The ruling by federal magistrate Carl Barbier put the size of the worst offshore spill in U.S. history in 2010 at 3.19 million barrels.

That was well below the government's estimate of 4.09 million barrels, which could have led to penalties of up to $17.6 billion.

The government was caught trying to sell the court on the spill having been about one million barrels of “missing oil” larger than it was. Judge Barbier didn’t buy that fiction. So who was it trying to obstruct justice, Mr. Mix or the DOJ? When will the government be forced to admit its guilt in deceiving the long suffering residents of the Gulf coast? There is no reason to fear more oil coming ashore at some date in the future. There never was any “missing oil”, there were only government officials trying not to “waste a crisis”.

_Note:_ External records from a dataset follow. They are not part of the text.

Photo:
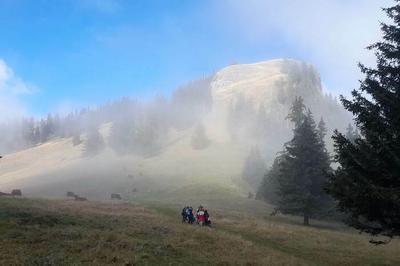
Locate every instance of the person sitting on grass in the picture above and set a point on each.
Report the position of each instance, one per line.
(184, 214)
(207, 218)
(200, 216)
(190, 215)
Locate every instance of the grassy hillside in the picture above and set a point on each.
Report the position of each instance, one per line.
(59, 232)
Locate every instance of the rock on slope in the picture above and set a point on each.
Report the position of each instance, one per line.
(58, 166)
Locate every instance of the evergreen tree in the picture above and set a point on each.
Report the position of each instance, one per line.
(268, 189)
(303, 168)
(322, 130)
(254, 169)
(367, 183)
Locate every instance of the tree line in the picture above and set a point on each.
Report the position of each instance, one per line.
(365, 186)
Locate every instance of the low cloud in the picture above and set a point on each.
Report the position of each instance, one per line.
(330, 34)
(12, 89)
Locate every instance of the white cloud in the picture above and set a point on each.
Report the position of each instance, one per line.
(103, 6)
(332, 34)
(12, 88)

Now, before the appeals court, Mr. Mix’s attorneys will be able to make a few pertinent points reported by the New Orleans Times Picayune

“Mix's attorneys argued there is ample evidence he shared information about the flow rate throughout the government investigation. They also said prosecutors failed to prove Mix knew the information he deleted would be pertinent to a grand jury investigation -- an investigation they said he did not know about and that had not yet even begun.”

Is there anyone in the Obama Department of Justice who has heard of the phrase “equal justice under the law”? If so, Secretary Clinton is in for some very hard times ahead.